My husband came home yesterday with a big packet of paper to fill out and said we needed to sit down with a calendar to plan out the next 6 months. It’s all for his retirement June 1. Ackkk! I’m here trying to figure out where to put the Christmas tree, and he needs to tell the Navy when and where and what and how much. I know the day will be here before we know it, and it’s a bit daunting. Even though the military life is not the most desirable at times, it does have its securities.
I will miss living next door to another military family who is going through the same life as we are. I will miss my children being quickly accepted at the school because we have lived in mainly military-saturated towns. I will miss being stationed overseas and the travelling associated with it. I will miss being able to be home when my children get out of school. I will miss our family’s tightness because of how often we’ve had to move.

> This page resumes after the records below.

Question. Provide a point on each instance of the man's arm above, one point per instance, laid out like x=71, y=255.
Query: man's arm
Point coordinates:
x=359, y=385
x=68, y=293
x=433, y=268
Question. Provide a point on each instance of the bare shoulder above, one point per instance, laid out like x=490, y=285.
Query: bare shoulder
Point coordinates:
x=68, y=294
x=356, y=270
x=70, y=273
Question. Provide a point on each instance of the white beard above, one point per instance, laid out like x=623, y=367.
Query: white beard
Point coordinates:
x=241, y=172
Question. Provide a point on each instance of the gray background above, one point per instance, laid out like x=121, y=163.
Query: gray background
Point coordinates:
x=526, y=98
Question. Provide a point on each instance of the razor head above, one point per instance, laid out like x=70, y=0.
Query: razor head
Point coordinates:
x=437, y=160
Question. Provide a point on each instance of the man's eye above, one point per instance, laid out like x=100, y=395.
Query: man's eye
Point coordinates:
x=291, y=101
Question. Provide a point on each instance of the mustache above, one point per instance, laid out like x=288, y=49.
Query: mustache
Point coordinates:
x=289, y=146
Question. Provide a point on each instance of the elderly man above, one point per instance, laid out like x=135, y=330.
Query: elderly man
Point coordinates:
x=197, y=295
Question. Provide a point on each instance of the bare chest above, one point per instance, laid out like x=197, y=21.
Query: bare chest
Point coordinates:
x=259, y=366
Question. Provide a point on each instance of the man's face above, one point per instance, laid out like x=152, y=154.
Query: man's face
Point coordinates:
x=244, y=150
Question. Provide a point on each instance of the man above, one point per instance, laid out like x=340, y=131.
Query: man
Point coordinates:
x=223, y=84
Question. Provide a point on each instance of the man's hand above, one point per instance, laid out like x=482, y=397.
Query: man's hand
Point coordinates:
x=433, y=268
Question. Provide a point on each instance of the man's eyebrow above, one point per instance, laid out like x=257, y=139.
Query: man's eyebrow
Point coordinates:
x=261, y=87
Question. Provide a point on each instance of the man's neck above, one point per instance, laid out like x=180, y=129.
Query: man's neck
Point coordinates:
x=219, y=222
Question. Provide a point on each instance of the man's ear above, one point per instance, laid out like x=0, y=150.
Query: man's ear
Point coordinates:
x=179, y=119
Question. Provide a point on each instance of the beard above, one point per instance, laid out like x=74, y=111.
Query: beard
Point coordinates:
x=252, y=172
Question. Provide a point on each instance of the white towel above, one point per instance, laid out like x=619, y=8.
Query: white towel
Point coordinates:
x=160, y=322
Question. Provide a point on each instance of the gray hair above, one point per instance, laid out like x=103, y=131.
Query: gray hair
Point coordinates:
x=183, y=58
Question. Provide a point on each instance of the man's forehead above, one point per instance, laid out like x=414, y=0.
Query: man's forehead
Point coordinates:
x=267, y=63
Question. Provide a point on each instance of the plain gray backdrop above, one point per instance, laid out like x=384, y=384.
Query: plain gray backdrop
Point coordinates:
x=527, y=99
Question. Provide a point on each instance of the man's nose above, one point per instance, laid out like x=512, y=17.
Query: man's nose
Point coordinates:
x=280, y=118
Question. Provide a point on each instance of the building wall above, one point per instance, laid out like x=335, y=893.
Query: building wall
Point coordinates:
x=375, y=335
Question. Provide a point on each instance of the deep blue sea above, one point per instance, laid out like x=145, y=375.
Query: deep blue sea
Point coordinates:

I won’t miss the deployments. I won’t miss my husband being gone for Christmas, birthdays, anniversaries, summers, etc. I won’t miss moving every 6 months to 2 years. I won’t miss having 1/4 of our belongings in storage because military housing is sometimes quite small. I won’t miss having things stolen or lost with each move. I won’t miss worrying about where we’re going next and not enjoying the now.
I’m afraid that is what is happening here, at our last official duty station. We know we are leaving in June. We are gearing up to move for the last time with the military. We are thinking about the schools our children will attend next year, the jobs we need to find, the house we want to buy or build … everything about the next place. At times I feel as if we have been going through the motions to get through the 22 months we are here (with just 6 now remaining). My husband is not flying at this command, so he is a little antsy each day working at a desk. I am not volunteering in any of my children’s classrooms as they are all past elementary school starting this year. Thankfully the kids are just as busy as ever with their activities which is one norm that we all cling to. We love to watch them perform in the band or chorus or a sport. So that is how I am enjoying the now. I hope with the busy-ness and confusion over the next few months, we can enjoy more in our last little bit of time left in the military life.